Here is what we talked about:
This is the ninth month. Nine is a perfect square. Today is the Twelfth. Twelve squared is 144. The sum of the digits of 144 is a perfect square, 9. 144 is also the product of two perfect squares, 9 and sixteen. 144 is also the smallest product of a fourth power and a perfect square of two non-identical integers, excluding one. Every digit in the number 144 is itself a perfect square.
All these things can be proved.
I told my son that I cannot prove, but hold as a conjecture that 144 is the only perfect square that is also a Fibonacci number.
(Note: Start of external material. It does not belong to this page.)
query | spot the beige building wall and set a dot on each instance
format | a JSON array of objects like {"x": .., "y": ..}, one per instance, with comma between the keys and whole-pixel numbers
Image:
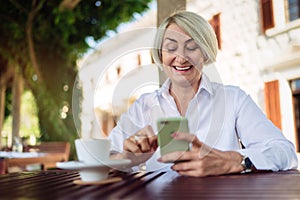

It is wonderful that the date tomorrow will consist of a perfect square, a fibonacci number and the largest prime number that is smaller than the fourth power of an integer that is not one.
All of the digits in all of the fibonacci numbers that are smaller than 144 that are not prime are either perfect cubes or perfect squares.
I conjecture that the only fibonacci number that is a perfect cube is 8.
My son sat on my lap and we talked about Fibbonacci, the man, who was a light in a dark time.
My son enjoyed this conversation. I can tell. All these things are magical and wonderful, especially if one is seeing things for the first time, as one can when one's age is the smallest cube other than 1.
All of this means nothing, of course, except maybe this:
It is the beautiful and simple things that make the future worth saving. We owe our children more than our waste.
There are personal reasons that this is a night for me to reflect and these were the things that were on my mind tonight.